While a right-wing politician, Iván Duque, won Colombia’s recent presidential election, the fact that a former leftist militant with the M-19 guerrilla organization, Gustavo Petro, came in second running with the Progressive Movement party shows that voters are willing to support former insurgents who integrate into electoral politics.

Fernando Travesí, Executive Director of the International Center for Transitional Justice (ICTJ), says that many of the same principles can be applied in countries like Mexico, where irregular conflict surpasses the state’s capacity to prosecute crimes within its existing framework: the key is to make it a participative process that involves all sectors of society. “Dialog allows for people to express themselves and participate, so that later they have a feeling of ownership over the outcome,” he says.

While there is a basis in international law for amnesty, Travesí warns it must be legislated very carefully within the legal code of each country and painstakingly paired with programs to prevent recidivism. Mexico’s case is not the same as Colombia’s or other Latin American countries’, and Travesí emphasizes that there is no one-size-fits-all model for reconciliation.

Enciso, too, emphasizes the importance of embedding amnesty in a broader policy plan: “This needs to be paired with development programs, and opportunities for people who were caught up in illegal activities.”

And the thorough prosecution of those giving orders in the Drug War is a part of that. “In Mexico there is a need for accountability, and a need for reconciliation,” says de Vos. “Any discussion of amnesty must also be linked to seeking the truth.” He references the model of South Africa, where amnesty for apartheid-era violations was offered to some perpetrators who agreed to give full confessions. 


The specter of U.S.–Mexico relations hangs over López Obrador’s election. His security platform is just one of many policy shifts that could disrupt Mexico’s relation with the U.S., which has poured funding into anti-drug trafficking initiatives in Mexico.
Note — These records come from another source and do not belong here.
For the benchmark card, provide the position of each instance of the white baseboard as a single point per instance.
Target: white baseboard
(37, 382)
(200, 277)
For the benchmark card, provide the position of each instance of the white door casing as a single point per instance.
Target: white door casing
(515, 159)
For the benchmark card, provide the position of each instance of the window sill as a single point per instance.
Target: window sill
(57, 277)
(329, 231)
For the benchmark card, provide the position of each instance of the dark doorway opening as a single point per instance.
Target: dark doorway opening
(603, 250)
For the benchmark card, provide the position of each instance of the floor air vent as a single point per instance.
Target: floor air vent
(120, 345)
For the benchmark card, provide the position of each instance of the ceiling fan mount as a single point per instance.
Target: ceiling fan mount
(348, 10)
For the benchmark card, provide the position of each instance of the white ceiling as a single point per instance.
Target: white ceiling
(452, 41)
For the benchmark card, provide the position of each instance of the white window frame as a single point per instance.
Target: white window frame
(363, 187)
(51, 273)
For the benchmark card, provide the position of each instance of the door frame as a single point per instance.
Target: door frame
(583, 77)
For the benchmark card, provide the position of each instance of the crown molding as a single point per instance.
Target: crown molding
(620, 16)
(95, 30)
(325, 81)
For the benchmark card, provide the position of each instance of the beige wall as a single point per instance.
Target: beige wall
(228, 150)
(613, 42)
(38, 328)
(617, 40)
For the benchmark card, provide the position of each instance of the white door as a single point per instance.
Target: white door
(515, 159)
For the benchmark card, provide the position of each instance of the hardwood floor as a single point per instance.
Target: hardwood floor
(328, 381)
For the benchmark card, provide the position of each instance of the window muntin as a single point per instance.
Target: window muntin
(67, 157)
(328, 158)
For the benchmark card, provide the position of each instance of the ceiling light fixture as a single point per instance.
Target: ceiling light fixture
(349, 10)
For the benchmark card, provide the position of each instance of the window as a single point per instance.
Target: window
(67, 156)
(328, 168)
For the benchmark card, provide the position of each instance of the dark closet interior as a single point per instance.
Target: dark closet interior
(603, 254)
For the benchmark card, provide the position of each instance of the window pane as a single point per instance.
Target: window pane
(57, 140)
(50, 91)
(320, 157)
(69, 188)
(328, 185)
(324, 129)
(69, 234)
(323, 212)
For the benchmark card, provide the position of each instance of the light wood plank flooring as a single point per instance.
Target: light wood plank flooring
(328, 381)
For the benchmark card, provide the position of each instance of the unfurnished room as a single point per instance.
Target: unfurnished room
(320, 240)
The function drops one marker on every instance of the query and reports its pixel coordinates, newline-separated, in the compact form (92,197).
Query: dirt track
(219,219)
The Merida Initiative, which aims to combat drug trafficking, reform the justice system, and bolster border security, receives around $100 million a year from the U.S. Congress.

De Vos says that while López Obrador’s proposals are a departure from the norm, they could work toward common goals for the region: Improving rule of law could diminish the kind of violence that drives people to migrate north. If Mexico becomes more stable and secure, people “might not be looking [or seeking] to leave” and to enter the United States, he says.

There’s always a possibility, of course, that Mexico’s amnesty policy won’t play well with U.S. politicians. But as with Canada and France, whose leaders have recently suggested U.S. leadership is too volatile to depend on, Mexico may not try to game out a possible U.S. response. “Ultimately, Trump doesn’t particularly care what is happening in Mexico,” says Enciso. “He will continue to be the politician he’s proven himself to be.”

While some media accounts liken López Obrador to Trump due to his populist rhetoric, Mexico’s president-elect is his opposite when it comes to security policy. Going against the grain in the region, López Obrador will seek to counter violence with mediation and reconciliation, instead of militarization and securitization. López Obrador’s resounding victory on Sunday showed that voters were ready for a change, and security policy is no exception. The results will be felt far beyond Mexico’s borders.